Parliament's Transport Committee said the attack on Glasgow Airport last month, when a car was rammed into the entrance and set alight, showed how passengers queuing in terminals could become a target.

New rules brought in last summer after anti-terrorism police warned of a suspected plot to blow up passenger planes using liquid explosives have made security checks "lengthy, intrusive and frustrating", the MPs said.

The changes sparked chaos on both sides of the Atlantic, with hundreds of flights cancelled, long delays and widespread confusion over hand luggage rules.

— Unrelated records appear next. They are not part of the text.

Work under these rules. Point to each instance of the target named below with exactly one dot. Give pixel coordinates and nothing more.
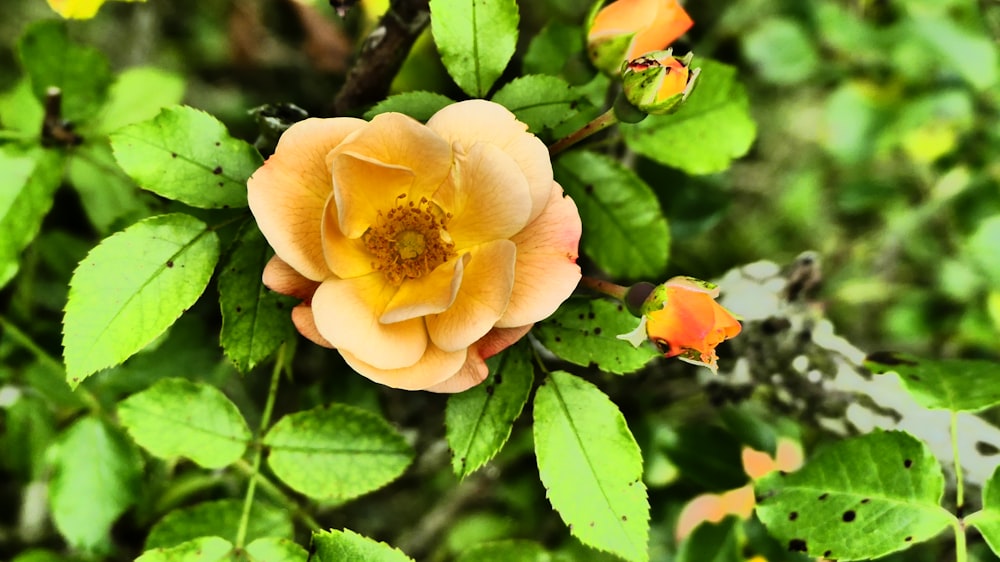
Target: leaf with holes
(335, 546)
(132, 287)
(479, 420)
(987, 520)
(180, 418)
(860, 498)
(585, 332)
(710, 129)
(255, 320)
(624, 229)
(475, 39)
(591, 466)
(959, 385)
(337, 452)
(187, 155)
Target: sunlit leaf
(179, 418)
(479, 420)
(624, 230)
(591, 466)
(187, 155)
(943, 384)
(584, 332)
(860, 498)
(475, 39)
(337, 452)
(710, 129)
(337, 546)
(132, 287)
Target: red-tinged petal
(288, 193)
(281, 278)
(546, 272)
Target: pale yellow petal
(482, 298)
(280, 277)
(429, 294)
(288, 193)
(546, 272)
(432, 368)
(479, 121)
(347, 313)
(487, 197)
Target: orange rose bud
(683, 320)
(625, 29)
(657, 83)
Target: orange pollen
(410, 240)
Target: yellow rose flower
(418, 250)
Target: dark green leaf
(709, 130)
(591, 466)
(479, 420)
(255, 320)
(475, 39)
(187, 155)
(80, 72)
(584, 332)
(861, 498)
(624, 229)
(132, 287)
(419, 105)
(943, 384)
(338, 452)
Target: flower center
(410, 240)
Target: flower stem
(602, 122)
(605, 287)
(265, 421)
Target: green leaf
(540, 101)
(475, 39)
(506, 551)
(203, 549)
(336, 546)
(338, 452)
(860, 498)
(419, 105)
(139, 94)
(80, 72)
(187, 155)
(709, 130)
(479, 420)
(180, 418)
(591, 466)
(959, 385)
(584, 332)
(219, 517)
(31, 178)
(711, 543)
(96, 477)
(255, 320)
(624, 230)
(987, 520)
(132, 287)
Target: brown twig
(382, 55)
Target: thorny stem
(600, 123)
(265, 421)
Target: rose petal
(347, 313)
(487, 197)
(546, 272)
(432, 368)
(429, 294)
(281, 278)
(481, 300)
(479, 121)
(288, 193)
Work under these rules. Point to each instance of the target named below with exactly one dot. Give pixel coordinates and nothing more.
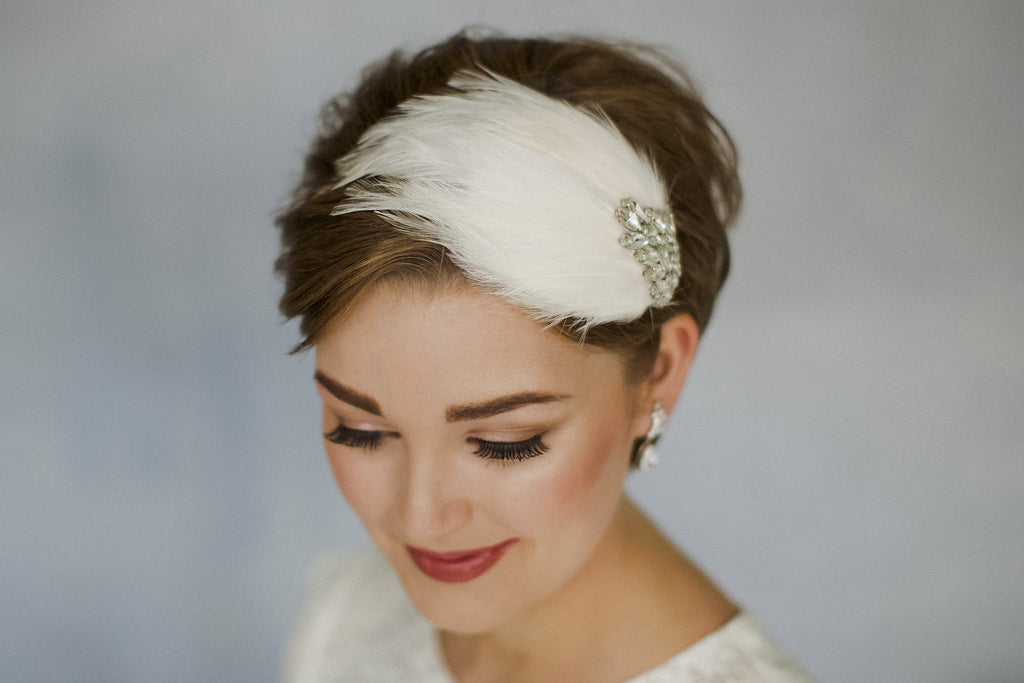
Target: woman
(504, 253)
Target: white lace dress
(358, 626)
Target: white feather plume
(520, 187)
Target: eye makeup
(511, 451)
(354, 438)
(505, 452)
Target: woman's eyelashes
(354, 438)
(510, 451)
(501, 451)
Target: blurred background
(847, 460)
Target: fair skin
(456, 422)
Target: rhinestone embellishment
(650, 235)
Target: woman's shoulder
(357, 625)
(740, 650)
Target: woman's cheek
(364, 486)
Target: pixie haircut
(329, 261)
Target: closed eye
(354, 438)
(510, 451)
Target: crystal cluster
(650, 235)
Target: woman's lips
(461, 565)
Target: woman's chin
(457, 607)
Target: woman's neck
(635, 603)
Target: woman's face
(484, 455)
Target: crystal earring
(648, 458)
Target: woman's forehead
(457, 342)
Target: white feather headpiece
(522, 189)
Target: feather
(520, 187)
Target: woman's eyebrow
(498, 406)
(347, 394)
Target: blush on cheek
(364, 489)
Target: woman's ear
(675, 354)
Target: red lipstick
(460, 565)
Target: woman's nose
(432, 504)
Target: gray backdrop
(847, 458)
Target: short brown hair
(328, 262)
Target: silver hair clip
(650, 235)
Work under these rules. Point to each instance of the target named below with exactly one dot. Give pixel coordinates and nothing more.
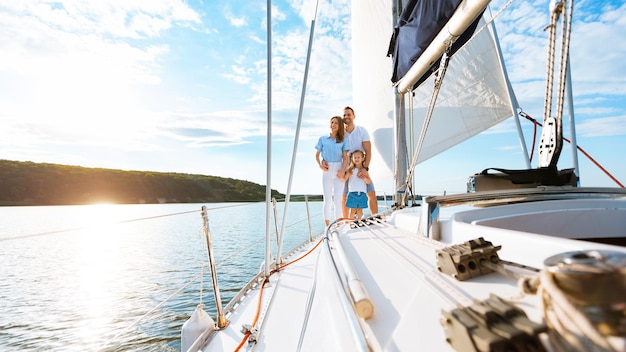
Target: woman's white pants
(333, 190)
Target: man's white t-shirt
(356, 138)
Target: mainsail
(475, 94)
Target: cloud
(600, 127)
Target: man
(357, 138)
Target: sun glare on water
(100, 258)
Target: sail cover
(474, 96)
(419, 23)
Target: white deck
(306, 307)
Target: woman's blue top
(331, 150)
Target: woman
(332, 150)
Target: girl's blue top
(331, 150)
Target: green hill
(29, 183)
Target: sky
(180, 86)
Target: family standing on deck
(347, 144)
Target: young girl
(357, 185)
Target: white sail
(473, 97)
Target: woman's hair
(352, 166)
(340, 130)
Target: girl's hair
(352, 166)
(340, 130)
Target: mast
(268, 184)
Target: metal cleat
(492, 325)
(464, 261)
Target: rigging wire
(578, 147)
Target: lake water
(88, 278)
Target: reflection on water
(80, 278)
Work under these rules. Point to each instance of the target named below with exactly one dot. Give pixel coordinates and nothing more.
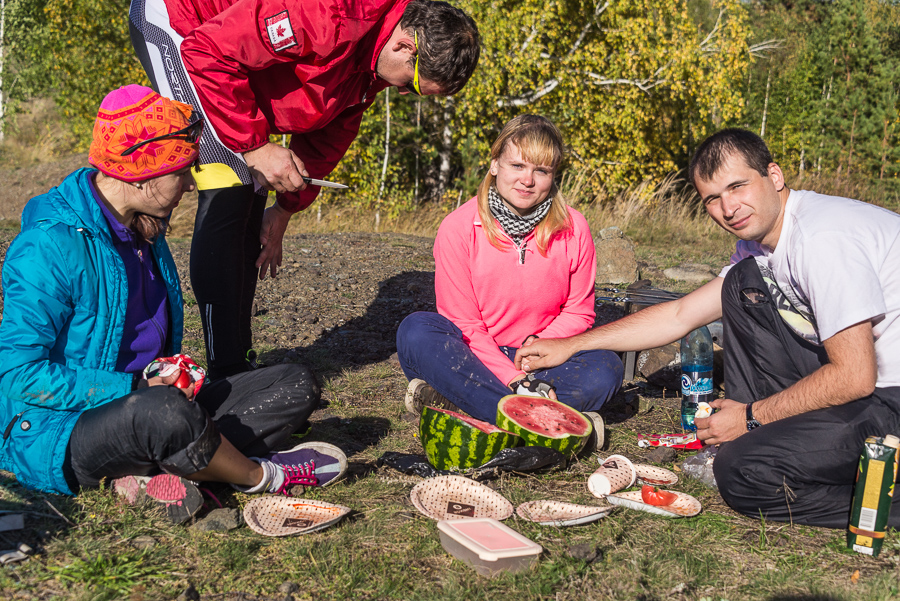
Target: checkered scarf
(516, 227)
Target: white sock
(273, 478)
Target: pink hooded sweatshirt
(497, 300)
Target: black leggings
(801, 468)
(157, 429)
(225, 245)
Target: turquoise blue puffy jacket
(64, 298)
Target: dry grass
(36, 135)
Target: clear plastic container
(487, 545)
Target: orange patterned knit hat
(131, 115)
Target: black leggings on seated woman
(157, 429)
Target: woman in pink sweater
(512, 264)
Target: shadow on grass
(370, 338)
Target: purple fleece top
(147, 313)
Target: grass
(386, 550)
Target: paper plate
(684, 506)
(284, 516)
(655, 476)
(558, 513)
(455, 497)
(615, 473)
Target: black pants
(802, 468)
(225, 245)
(224, 251)
(157, 429)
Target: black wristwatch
(751, 421)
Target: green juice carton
(872, 497)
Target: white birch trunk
(2, 45)
(387, 151)
(446, 149)
(762, 128)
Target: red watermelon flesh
(544, 422)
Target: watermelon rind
(458, 442)
(568, 444)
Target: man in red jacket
(253, 68)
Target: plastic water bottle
(696, 374)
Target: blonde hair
(539, 142)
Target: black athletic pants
(802, 468)
(156, 429)
(224, 251)
(225, 245)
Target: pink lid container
(487, 545)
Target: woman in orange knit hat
(92, 298)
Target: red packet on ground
(686, 441)
(190, 371)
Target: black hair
(716, 149)
(449, 43)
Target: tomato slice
(652, 495)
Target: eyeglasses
(191, 134)
(415, 82)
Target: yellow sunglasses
(415, 83)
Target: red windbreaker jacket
(265, 67)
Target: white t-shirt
(837, 264)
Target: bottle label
(696, 383)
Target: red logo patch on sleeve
(281, 36)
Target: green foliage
(116, 574)
(828, 96)
(76, 51)
(633, 87)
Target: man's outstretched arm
(649, 328)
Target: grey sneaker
(420, 394)
(598, 435)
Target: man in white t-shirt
(812, 360)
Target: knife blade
(323, 183)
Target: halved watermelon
(544, 423)
(453, 441)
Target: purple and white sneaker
(310, 464)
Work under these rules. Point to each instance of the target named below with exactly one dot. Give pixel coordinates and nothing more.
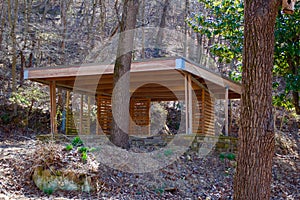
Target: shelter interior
(153, 80)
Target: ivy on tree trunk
(256, 135)
(121, 93)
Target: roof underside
(158, 79)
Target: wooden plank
(190, 104)
(96, 69)
(186, 105)
(81, 115)
(212, 77)
(53, 107)
(226, 110)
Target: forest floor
(189, 177)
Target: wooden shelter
(163, 79)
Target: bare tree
(256, 136)
(121, 95)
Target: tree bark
(256, 135)
(121, 94)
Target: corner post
(53, 123)
(186, 104)
(226, 109)
(190, 105)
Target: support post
(81, 115)
(186, 104)
(53, 123)
(68, 112)
(203, 111)
(89, 115)
(190, 107)
(226, 110)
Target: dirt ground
(189, 177)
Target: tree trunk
(121, 94)
(160, 34)
(256, 135)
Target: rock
(49, 182)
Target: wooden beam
(186, 104)
(190, 104)
(226, 110)
(81, 115)
(67, 111)
(53, 122)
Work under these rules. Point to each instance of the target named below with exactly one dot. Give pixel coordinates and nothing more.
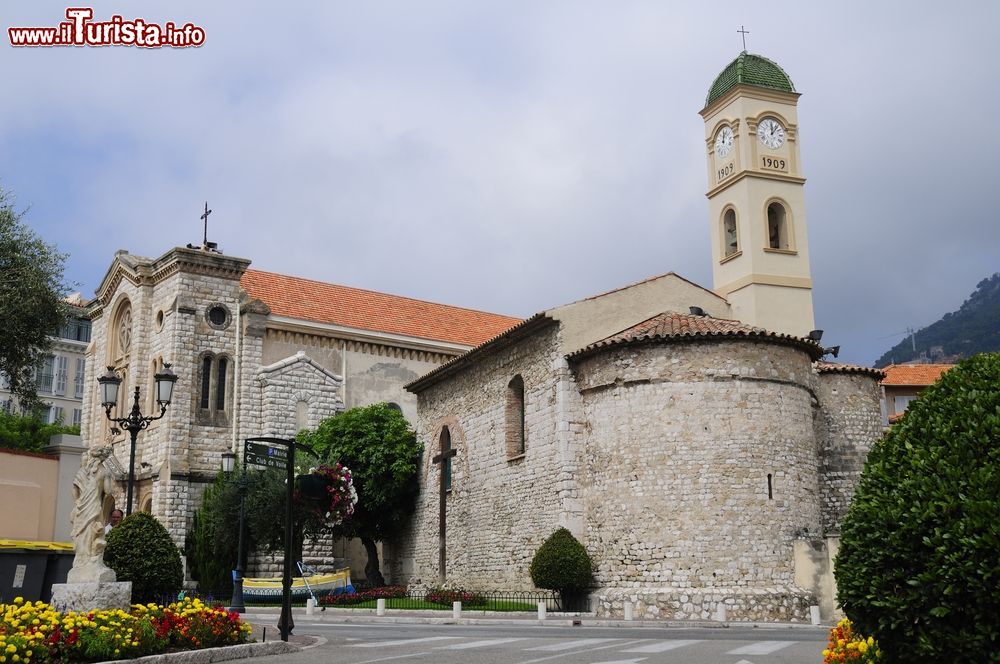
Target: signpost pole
(285, 623)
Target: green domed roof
(749, 69)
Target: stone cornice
(285, 323)
(142, 271)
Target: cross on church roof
(205, 244)
(204, 218)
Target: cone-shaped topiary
(140, 550)
(919, 561)
(561, 563)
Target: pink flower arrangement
(340, 494)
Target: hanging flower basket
(329, 491)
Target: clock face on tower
(724, 142)
(771, 133)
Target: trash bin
(24, 568)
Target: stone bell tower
(760, 252)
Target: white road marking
(402, 642)
(663, 646)
(479, 644)
(761, 648)
(569, 645)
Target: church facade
(256, 354)
(695, 441)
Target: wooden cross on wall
(443, 458)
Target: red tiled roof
(673, 325)
(914, 374)
(306, 299)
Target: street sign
(260, 454)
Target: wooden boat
(268, 590)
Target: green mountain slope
(974, 328)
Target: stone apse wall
(702, 472)
(500, 508)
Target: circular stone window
(218, 316)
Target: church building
(256, 354)
(694, 440)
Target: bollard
(720, 612)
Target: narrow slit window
(206, 381)
(777, 231)
(515, 417)
(729, 230)
(220, 389)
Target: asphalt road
(371, 643)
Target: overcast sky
(512, 156)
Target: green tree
(562, 563)
(31, 301)
(141, 550)
(29, 432)
(211, 545)
(381, 449)
(919, 560)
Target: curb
(221, 654)
(555, 620)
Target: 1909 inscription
(773, 163)
(726, 171)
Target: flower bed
(846, 646)
(36, 632)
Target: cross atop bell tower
(760, 252)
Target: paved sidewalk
(268, 616)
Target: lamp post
(228, 465)
(135, 422)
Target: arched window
(514, 419)
(119, 349)
(730, 241)
(445, 441)
(213, 395)
(777, 226)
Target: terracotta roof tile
(673, 325)
(306, 299)
(914, 374)
(836, 367)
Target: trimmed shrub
(919, 560)
(561, 563)
(140, 550)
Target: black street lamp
(135, 421)
(228, 464)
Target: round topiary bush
(919, 560)
(561, 563)
(140, 550)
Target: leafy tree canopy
(919, 560)
(31, 301)
(381, 449)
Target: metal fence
(398, 598)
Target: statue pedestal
(92, 596)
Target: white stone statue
(91, 484)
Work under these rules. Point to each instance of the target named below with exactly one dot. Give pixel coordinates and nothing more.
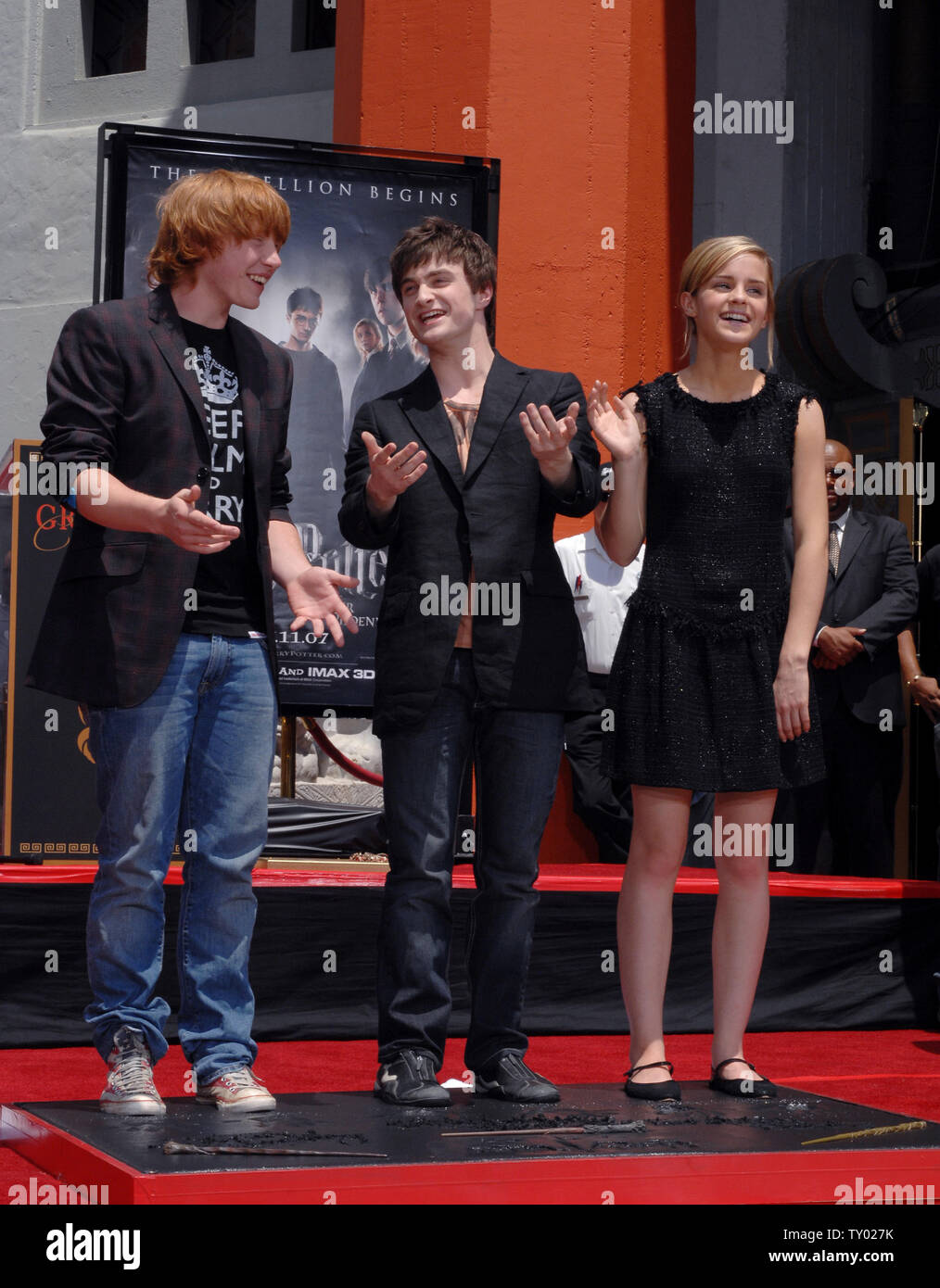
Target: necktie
(834, 548)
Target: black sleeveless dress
(692, 682)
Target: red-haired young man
(160, 621)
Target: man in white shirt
(601, 590)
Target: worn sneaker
(129, 1089)
(236, 1089)
(507, 1077)
(409, 1080)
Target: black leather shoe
(409, 1080)
(667, 1090)
(507, 1077)
(751, 1089)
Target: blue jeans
(194, 759)
(517, 755)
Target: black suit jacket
(121, 395)
(499, 514)
(876, 587)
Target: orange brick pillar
(588, 106)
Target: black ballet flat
(749, 1089)
(652, 1090)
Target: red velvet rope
(336, 753)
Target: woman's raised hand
(614, 424)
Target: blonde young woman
(709, 687)
(368, 339)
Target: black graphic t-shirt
(228, 587)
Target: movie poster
(46, 736)
(330, 306)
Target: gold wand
(867, 1131)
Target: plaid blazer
(121, 395)
(499, 515)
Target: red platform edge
(688, 1179)
(587, 878)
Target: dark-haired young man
(160, 620)
(395, 365)
(478, 652)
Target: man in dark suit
(160, 620)
(870, 595)
(478, 652)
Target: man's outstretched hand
(313, 598)
(191, 528)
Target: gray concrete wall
(807, 198)
(49, 118)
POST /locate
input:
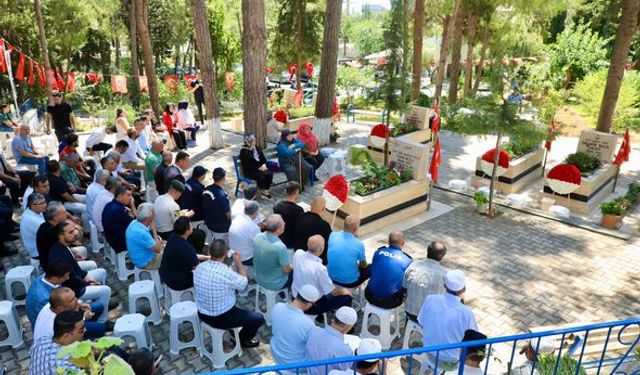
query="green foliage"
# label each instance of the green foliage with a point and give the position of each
(577, 52)
(586, 162)
(590, 91)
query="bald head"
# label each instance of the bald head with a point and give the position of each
(396, 239)
(351, 224)
(315, 244)
(317, 204)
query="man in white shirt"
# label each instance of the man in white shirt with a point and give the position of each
(102, 200)
(95, 189)
(291, 328)
(242, 231)
(30, 222)
(309, 270)
(445, 319)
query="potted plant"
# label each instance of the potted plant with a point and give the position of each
(481, 202)
(611, 214)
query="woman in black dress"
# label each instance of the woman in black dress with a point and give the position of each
(254, 164)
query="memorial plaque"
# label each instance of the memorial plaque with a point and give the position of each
(419, 117)
(602, 145)
(410, 154)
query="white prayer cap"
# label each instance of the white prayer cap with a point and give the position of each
(347, 315)
(309, 292)
(369, 346)
(455, 280)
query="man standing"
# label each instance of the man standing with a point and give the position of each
(61, 116)
(217, 209)
(346, 259)
(446, 318)
(215, 288)
(271, 263)
(423, 278)
(328, 343)
(290, 212)
(291, 328)
(310, 223)
(385, 288)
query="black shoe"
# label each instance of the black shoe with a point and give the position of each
(249, 343)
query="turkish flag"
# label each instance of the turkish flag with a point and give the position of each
(20, 71)
(436, 159)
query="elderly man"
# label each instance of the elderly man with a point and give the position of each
(311, 223)
(116, 217)
(346, 259)
(31, 220)
(309, 270)
(328, 343)
(423, 278)
(95, 189)
(179, 258)
(143, 243)
(24, 152)
(446, 318)
(271, 263)
(86, 285)
(215, 287)
(151, 164)
(291, 328)
(243, 230)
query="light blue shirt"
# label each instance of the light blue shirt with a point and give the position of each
(344, 254)
(444, 319)
(140, 244)
(291, 330)
(29, 224)
(326, 343)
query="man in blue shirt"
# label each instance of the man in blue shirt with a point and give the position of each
(143, 243)
(38, 295)
(347, 264)
(385, 288)
(215, 203)
(116, 217)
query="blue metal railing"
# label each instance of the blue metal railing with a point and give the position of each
(615, 351)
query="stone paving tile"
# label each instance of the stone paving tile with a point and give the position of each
(522, 271)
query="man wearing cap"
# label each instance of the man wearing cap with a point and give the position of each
(423, 278)
(367, 346)
(445, 319)
(309, 270)
(474, 355)
(389, 263)
(291, 328)
(143, 243)
(61, 116)
(328, 342)
(215, 286)
(217, 210)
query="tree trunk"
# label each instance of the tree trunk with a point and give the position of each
(442, 60)
(43, 47)
(624, 36)
(329, 63)
(483, 52)
(418, 28)
(203, 45)
(254, 64)
(456, 45)
(142, 17)
(133, 49)
(472, 25)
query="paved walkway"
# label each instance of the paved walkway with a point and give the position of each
(522, 270)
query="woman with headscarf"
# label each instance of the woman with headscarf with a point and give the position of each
(289, 150)
(254, 164)
(311, 151)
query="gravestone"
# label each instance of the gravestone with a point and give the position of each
(601, 145)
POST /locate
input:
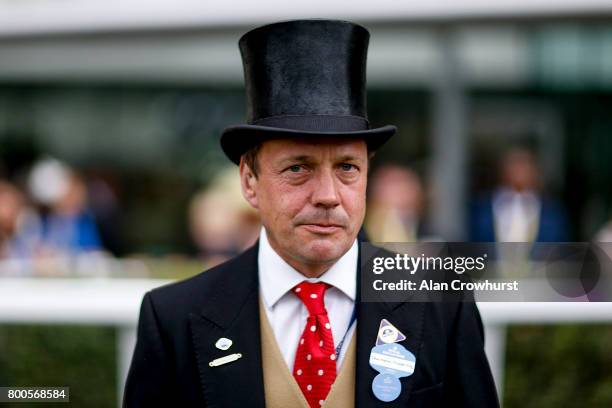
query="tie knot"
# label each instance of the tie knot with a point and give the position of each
(312, 295)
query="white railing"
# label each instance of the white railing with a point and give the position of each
(116, 302)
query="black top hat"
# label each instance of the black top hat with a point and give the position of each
(304, 78)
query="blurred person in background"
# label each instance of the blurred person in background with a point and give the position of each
(517, 210)
(19, 225)
(221, 222)
(396, 205)
(68, 227)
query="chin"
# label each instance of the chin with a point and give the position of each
(324, 249)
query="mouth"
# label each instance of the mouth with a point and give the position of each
(322, 228)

"Moving passengers more swiftly through to airside will, in itself, reduce the threat to the travelling public," the committee said in a report. "Speeding up check-in times and reducing the security queue should be a priority for airports and airlines."

In evidence to the committee, Ian Hutcheson, security chief at airport operator BAA said some passengers are confused by the rules and other try to gnore them.

After the September 11, 2001 attacks in the United States and the Lockerbie plane bombing in 1988, passengers complied with tighter security measures, he added.

But the reasons behind the tighter rules brought in last August quickly faded from people's memories, he said.

"X-ray rage" from irate passengers stuck at security checks has led to a rise in assaults on staff, the MPs heard.

The committee said it was "shocked" by the number of people breaking the ban on carrying liquids through security checks and said the government was too relaxed about the breaches.

The MPs accepted that tighter security was "absolutely fundamental" to passengers' safety. However, they urged the government to do more to help airports cope.

For example, ministers could give airport bosses more information when changes are planned or help with emergency staffing or funding.

Britain's airports have been on heightened alert for years.

Security was tightened at Britain's airports after the Glasgow attack and the discovery of two car bombs in central London hours earlier.

Soldiers and tanks were deployed at Heathrow Airport in 2003 over what one police source described as a threatened al Qaeda rocket attack.